The reasons are pragmatic. For one, the lower floors of the buildings along the front still offer some protection from artillery shells. More important, however, is the fact that no “baramil” fall here, those half-ton barrel bombs dropped from helicopters flying high overhead. The bombs are murderously effective, but they are so imprecise that the Syrian Air Force refrains from using them too close to its own troops.

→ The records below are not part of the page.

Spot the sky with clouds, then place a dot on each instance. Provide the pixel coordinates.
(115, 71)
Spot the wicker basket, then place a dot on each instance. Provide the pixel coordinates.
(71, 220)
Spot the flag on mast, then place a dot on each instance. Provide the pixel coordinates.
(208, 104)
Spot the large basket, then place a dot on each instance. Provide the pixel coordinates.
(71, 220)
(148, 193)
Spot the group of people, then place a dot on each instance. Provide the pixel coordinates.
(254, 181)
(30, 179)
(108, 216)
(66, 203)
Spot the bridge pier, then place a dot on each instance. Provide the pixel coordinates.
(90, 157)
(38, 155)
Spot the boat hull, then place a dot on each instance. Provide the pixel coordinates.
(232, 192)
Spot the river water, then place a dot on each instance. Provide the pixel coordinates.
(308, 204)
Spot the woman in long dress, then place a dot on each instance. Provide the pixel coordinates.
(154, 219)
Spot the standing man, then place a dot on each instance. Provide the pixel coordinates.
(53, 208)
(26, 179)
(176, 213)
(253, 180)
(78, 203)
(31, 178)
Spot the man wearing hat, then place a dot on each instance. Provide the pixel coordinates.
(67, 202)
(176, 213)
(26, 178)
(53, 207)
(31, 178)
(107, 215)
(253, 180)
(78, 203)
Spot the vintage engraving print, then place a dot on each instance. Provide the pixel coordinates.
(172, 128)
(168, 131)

The rest of eastern Aleppo, though, is fair game. Filled with explosives and shrapnel, the bombs can destroy entire buildings and the Syrian army has tried out various designs in the city. Some even have tanks of gasoline attached so as to start fires when they detonate; others are so heavy that they are rolled out of the helicopters on small gun carriages.
The helicopters appear in the mornings and late afternoons, usually at the same times each day, and circle for a while at altitudes of 4,000 to 5,000 meters (13,000-16,000 feet), little more than tiny dots in the sky, before dropping their payloads. The sound of the bombs falling can only be heard seconds before impact — enough time to know that you are about to die, but not enough time to flee.
Even if there were, effective shelter is at a premium. And there is no one left shooting at the helicopters from the ground. Doing so would be largely pointless anyway because the helicopters fly too high for the Syrian rebels’ old Russian anti-aircraft guns.